A University of Virginia doctoral student’s labor-of-love side project is creating mini-wind turbine kits from UVA’s tech waste and offering them for free to local schools.
Zack Landsman, who is studying systems engineering in the School of Engineering and Applied Science, is the founder of Printers 4 Kidz, which compiles the STEM kits by repurposing electronics equipment components, such as those found in printers, and recycling plastics from UVA Health.
“I wanted to make STEM kits that were going to be reused, that could be easily disassembled, and also recycled if they’re broken,” he said.
The Jefferson Trust was so excited by the windy win-win that they awarded the ingenious idea a $30,000 grant earlier this academic year. The trust provides funding to students, faculty and staff members with innovative ideas for improving the University community.
Landsman is a Double-Hoo, having majored as an undergraduate in biomedical engineering and cognitive science with a minor in technological entrepreneurship.
It was as a volunteer at the similarly named Computers4Kids, a local mentorship program for youth focused on science, technology, engineering, arts and math, that first got Landsman thinking about offering the kits.
Recycled materials make up all the parts needed.
Putting It All Together
A wind turbine works by spinning an unpowered motor, so Landsman extracts motors and other electronics primarily from old printers, but also desktop computers and monitors, all of which are supplied by the UVA Reuse Store.
The idea of using recycled electronic parts arrived while working in systems engineering professor Gregory J. Gerling’s Touch Lab at UVA.
Landsman was building amplifier circuits to improve component parts used in his research, but supply chain issues made it difficult to procure circuits. He got creative, salvaging parts from discarded printers and other electronics waste.
“As I was taking apart old printers, I started seeing all this other cool stuff in them,” Landsman said. “If you were to buy the materials inside the printer, they would cost around the same price as the printer. And we’re throwing all this away without even caring about the value we’re giving up as a community.”
In addition to the recycled motors, the kits call for wind turbine blades and holders. Landsman researched how to 3D-print these materials from recycled plastic.
A shredder refines the plastic into small pieces, and an extruder forms those pieces into 3D printing filament, which in turn can be used to 3D-print the kits’ blades and holders. If pieces break or there’s no longer a use for them, they can undergo the same process again.
The Jefferson Trust money has allowed Landsman to acquire a plastic shredder and extruder to make this process possible.
As for where to find the plastic, the obvious choice was UVA Health. The UVA Facilities Management recycling team has initiated a pilot program in collaboration with UVA Health to provide Landsman with pre-sorted recycled materials, such as packaging for medical equipment, plastic distilled water bottles and saline containers – all safe and sanitary items.
“The hospital is one of UVA’s greatest contributors to waste, given the sterile environment demanded in the medical field,” Landsman said.
As Landsman’s project grows, the STEM kits will present a significant way to recycle the hospital’s plastic waste, contributing to UVA’s overall goal of reducing its waste footprint to 30% of 2010 levels by 2030.
Using the Kits in Classrooms
Once assembly is complete, students will be able to test the wind turbines’ ability to generate electricity using Arduino, a microcontroller frequently used in programming education.

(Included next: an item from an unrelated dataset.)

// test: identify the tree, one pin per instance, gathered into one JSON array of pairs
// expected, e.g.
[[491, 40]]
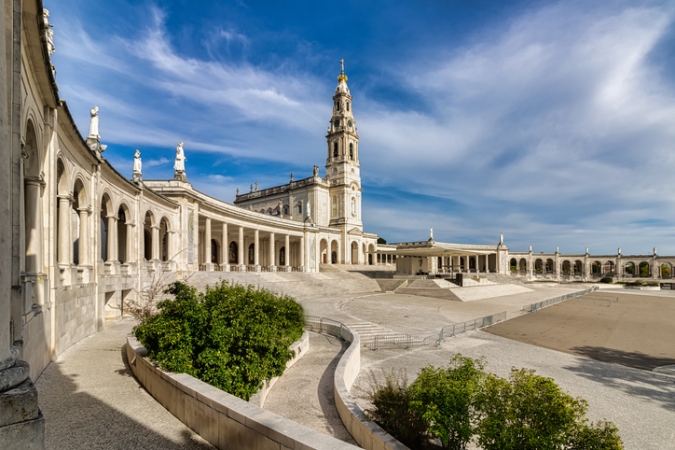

In future iterations, he plans to modify kits for varying levels of complexity, so they could be incorporated into lessons in both middle schools and high schools.
There is already interest. He and several UVA student volunteers recently demonstrated the kits for Western Albemarle High School Robotics Club. The school is interested in having UVA students teach younger students to use the kits.
“Zack, Olivia Claire [Rose], Skye [Taylor] and Elly [Zarzyski] gave our robotics club students an excellent outlet for their minds and hands with the windmill kits, all the while being educated on the issues surrounding e-waste, and considering options for a cleaner future,” club adviser Noah Biros wrote in an email.
“As a physics teacher, it inspired me to see how I could incorporate similar activities in my unit on energy and power, bringing more real-world connections into our classroom. I’d love to see more Printers 4 Kidz kits find their way into the hands of our students, and then spread beyond the C’ville area!”
Landsman’s next step toward making that happen is a planned session with students and parents at Albemarle County’s Woodbrook Elementary.
Ultimately, he envisions Printers 4 Kidz as part of a circular economy, in which he reinvests these recycled parts into the community, and the items are continuously reused or repurposed, rather than discarded as waste.